Grand Strand Daily has spoken with legislators around the state over the past several months regarding funding for I-73 from Columbia. The only conclusion that can be drawn from these conversations is that the SC General Assembly has no plans to provide funding in the near term future for construction of I-73.
U.S. Congressman Tom Rice, SC-7th, has failed to secure any significant funding for I-73 during his six years as a member of the majority party in the U.S. House of Representatives. Appropriations bills begin in the House of Representatives. How much money do you think Rice will be able to secure now that his party is in the minority in that body?
Interstate 73 was designated as a ‘high priority route from Michigan to South Carolina’ in the Intermodal Surface Transportation Equity Act’ passed by the U.S. Congress in 1991. I-73 is apparently so ‘high priority’ that in the intervening 27 years neither the federal nor the state government have appropriated any significant money for its construction and it is not even on the radar of most of the other states in the corridor.
The Myrtle Beach Area Chamber of Commerce, several members of the local legislative delegation, a few Horry County officials and a few local business leaders have dedicated a lot of ‘hot air’ to the I-73 project over the last 20 years with few results.
One must wonder why this conversation is essentially limited to Horry County. Who really stands to benefit from Horry County tax revenue being spent on the project?
The proposed resolution, R-130-18, speaks inaccurately of the intent of county council as seeking “to dedicate the 1.5% hospitality fee for the continued development of major road projects within Horry County…”
That was not the intent of council expressed during the special county council meeting and workshop held on July 24, 2018, specifically held to discuss future use of Hospitality Fee revenue.
Council passed resolution R-82-18 during that meeting dedicating at least $18 million of the 1.5% Hospitality Fee revenue to public safety, infrastructure and other needs of the county with up to $25 million for I-73.
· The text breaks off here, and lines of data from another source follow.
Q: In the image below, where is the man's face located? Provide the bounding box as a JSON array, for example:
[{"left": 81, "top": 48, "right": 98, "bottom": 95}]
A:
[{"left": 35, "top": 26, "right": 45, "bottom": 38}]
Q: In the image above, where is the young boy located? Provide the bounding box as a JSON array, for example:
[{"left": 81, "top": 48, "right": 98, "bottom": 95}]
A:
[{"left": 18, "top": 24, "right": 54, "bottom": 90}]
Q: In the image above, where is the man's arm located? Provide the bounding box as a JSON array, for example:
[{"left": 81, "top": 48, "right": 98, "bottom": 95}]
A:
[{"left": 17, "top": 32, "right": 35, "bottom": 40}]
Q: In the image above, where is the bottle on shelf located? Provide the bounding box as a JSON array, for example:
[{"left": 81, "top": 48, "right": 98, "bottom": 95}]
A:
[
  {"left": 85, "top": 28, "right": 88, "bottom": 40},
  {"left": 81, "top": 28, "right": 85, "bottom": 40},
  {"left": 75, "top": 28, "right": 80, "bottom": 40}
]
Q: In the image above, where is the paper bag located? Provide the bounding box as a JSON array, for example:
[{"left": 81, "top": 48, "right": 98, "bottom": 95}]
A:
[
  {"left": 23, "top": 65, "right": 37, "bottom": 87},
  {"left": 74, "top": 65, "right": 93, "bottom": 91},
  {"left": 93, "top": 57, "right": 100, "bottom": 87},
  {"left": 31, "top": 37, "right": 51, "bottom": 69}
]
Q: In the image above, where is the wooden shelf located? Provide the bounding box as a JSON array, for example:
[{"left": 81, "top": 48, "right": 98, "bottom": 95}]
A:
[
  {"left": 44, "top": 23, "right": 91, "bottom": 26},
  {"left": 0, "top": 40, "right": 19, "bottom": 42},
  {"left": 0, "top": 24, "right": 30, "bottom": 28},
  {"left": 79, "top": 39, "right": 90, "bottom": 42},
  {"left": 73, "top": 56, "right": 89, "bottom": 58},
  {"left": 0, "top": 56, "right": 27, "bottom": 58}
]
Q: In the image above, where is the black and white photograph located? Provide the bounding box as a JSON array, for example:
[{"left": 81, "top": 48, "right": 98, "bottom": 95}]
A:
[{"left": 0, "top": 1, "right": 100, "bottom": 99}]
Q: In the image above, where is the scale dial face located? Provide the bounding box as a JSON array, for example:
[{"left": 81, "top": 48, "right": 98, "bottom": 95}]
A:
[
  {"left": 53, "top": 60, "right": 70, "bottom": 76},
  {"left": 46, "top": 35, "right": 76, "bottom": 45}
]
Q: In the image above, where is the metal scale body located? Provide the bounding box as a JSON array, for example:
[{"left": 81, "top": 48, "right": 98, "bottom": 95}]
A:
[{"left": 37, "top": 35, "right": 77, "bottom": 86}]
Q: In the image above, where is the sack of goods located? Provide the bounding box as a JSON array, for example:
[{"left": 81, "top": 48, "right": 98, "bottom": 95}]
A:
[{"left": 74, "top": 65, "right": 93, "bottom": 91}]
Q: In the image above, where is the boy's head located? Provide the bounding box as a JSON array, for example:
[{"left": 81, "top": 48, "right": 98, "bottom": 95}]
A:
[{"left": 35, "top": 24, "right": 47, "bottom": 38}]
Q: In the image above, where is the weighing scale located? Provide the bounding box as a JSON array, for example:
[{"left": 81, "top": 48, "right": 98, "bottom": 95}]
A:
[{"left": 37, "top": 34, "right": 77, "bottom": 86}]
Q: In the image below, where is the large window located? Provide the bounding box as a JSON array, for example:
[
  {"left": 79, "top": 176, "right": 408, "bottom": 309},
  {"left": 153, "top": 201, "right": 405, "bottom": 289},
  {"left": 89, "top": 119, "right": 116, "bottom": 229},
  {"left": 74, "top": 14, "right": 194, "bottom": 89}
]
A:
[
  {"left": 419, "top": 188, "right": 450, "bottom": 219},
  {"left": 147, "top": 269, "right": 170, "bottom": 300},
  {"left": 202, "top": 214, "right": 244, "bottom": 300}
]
Council also passed resolution R-84-18 during that meeting directing county staff to “create a plan for public safety and roads in the fiscal year 2020 budget utilizing the $18 million 1.5% Hospitality Fee revenue…”
Resolution R-84-18 further directed county staff to “draft an ordinance amending Section 19-6(h) of the Horry County Code of Ordinances to allow the 1.5% hospitality fee for all eligible uses under state law.”
There is no record of council considering or approving such an ordinance amendment to county code since the July 2018 special meeting.
Council’s Wednesday meeting is the fall retreat for initial discussion of the Fiscal Year 2020 budget. However, staff has ignored drafting an amendment for council that would provide important additional money for public safety, existing roads and other infrastructure that would benefit county citizens and employees immediately.
Instead, staff has chosen to use the time since July to negotiate an agreement with SCDOT for acquisition of rights of way, engineering and construction of a new road that for all intents and purposes will end on a rural secondary road at the Marion County line for years to come, providing no benefit to county citizens.
Unless and until the state and federal governments appropriate significant money to the construction of I-73, the county should not consider passage of R-130-18 or any appropriation of public money for I-73.
Instead, all available revenue should be spent to fix and improve public safety, roads, infrastructure and other projects for the immediate benefit of the citizens.